El efecto que dicha mutilación de la realidad tuvo sobre vastas regiones del país, fue la configuración de un ideal de progreso que vio en la naturaleza la contraparte que debía ser liquidada de forma violenta y sometida al silencio de la no existencia. La tala indiscriminada así como la explotación de bosques acabaron con numerosas especies maderables y dislocaron el funcionamiento de los ecosistemas de los bosques secos y semisecos en la región sur occidental de Cundinamarca. La humanización del entorno natural implicó la destrucción y circunscripción de éste a un perímetro controlado, con una limitada selección de su diversidad, vaciando el orden natural para fundar sobre sus ruinas un nuevo entorno que desconoció las condiciones específicas de la economía y la sociedad decimonónica que poseía una historia, una forma de ser y de vivir.

 


Notas al pie

1 Según Camilo Montoya (2001), las primeras zonas de explotación de la quina en el territorio estaban localizadas a finales del siglo XVIII y principios del siglo XIX en el occidente de Cundinamarca, específicamente en las provincias del Tequendama y Fusagasuga y en todas las montañas que del lado de la Mesa se acercan al Magdalena.

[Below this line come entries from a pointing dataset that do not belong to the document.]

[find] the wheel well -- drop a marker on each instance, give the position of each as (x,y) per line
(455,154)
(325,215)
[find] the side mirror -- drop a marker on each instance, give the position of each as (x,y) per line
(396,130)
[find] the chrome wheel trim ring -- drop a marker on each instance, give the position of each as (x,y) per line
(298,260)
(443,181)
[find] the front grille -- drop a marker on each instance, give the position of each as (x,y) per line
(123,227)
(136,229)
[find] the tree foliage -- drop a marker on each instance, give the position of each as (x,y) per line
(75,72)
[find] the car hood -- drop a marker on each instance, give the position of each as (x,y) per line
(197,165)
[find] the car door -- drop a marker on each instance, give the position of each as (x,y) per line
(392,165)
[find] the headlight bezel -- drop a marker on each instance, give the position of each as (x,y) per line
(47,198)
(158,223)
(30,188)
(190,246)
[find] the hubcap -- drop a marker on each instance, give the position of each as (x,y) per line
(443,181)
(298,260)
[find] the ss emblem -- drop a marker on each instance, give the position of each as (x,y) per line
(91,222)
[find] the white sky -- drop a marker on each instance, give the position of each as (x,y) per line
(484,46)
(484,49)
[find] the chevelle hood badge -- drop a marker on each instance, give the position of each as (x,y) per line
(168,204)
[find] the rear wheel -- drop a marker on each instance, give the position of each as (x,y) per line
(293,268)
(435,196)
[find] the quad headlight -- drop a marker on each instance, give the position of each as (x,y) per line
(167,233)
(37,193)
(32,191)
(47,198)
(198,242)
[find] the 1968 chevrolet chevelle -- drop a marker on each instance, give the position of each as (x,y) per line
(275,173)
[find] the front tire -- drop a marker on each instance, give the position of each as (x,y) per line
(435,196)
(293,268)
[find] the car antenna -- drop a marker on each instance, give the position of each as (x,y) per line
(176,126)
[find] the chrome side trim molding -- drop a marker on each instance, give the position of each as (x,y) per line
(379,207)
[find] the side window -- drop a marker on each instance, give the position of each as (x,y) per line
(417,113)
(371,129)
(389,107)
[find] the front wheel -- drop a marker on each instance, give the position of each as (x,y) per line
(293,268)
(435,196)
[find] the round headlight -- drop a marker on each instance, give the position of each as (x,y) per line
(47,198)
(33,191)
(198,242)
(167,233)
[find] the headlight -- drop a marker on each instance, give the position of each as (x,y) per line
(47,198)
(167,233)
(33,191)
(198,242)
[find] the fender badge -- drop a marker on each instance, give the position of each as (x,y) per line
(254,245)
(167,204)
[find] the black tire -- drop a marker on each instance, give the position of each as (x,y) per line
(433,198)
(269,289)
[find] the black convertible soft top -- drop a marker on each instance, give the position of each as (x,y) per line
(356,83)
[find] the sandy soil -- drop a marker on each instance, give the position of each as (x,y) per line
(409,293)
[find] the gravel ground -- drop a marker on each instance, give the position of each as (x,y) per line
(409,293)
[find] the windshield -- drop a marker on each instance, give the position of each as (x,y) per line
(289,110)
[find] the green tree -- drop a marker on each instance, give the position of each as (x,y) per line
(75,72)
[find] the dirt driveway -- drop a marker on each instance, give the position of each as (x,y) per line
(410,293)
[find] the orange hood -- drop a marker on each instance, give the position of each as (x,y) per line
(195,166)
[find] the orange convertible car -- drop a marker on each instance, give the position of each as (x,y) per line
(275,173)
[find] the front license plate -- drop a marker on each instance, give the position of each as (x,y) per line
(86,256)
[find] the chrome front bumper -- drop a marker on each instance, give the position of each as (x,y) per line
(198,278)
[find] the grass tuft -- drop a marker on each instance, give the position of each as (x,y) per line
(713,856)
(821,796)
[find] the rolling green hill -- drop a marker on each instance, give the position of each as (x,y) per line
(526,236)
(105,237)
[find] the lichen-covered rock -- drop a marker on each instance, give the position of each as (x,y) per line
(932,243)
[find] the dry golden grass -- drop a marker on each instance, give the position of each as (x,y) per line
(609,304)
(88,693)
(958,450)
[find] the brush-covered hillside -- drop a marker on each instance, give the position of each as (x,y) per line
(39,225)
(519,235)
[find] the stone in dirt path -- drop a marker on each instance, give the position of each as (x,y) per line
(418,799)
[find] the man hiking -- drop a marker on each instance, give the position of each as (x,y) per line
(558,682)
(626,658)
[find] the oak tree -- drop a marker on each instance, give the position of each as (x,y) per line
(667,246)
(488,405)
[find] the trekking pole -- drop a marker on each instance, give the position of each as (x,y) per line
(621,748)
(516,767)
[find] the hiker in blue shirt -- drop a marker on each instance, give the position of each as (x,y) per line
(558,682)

2 Para ilustrar tal concepción, se transcribe la citación de apartes del informe del Secretario del Despacho de Hacienda del Gobierno de la Nueva Granada, don Florentino González en el año de 1847 ante la Cámara Legislativa: ''En un país rico en minas y en productos agrícolas, que pueden alimentar un comercio de exportación considerable y provechoso, no deben las leyes propender a fomentar industrias que distraigan a los habitantes de las ocupaciones de la agricultura y minería, de que pueden sacar más ventajas''. Citado en Samper (1984).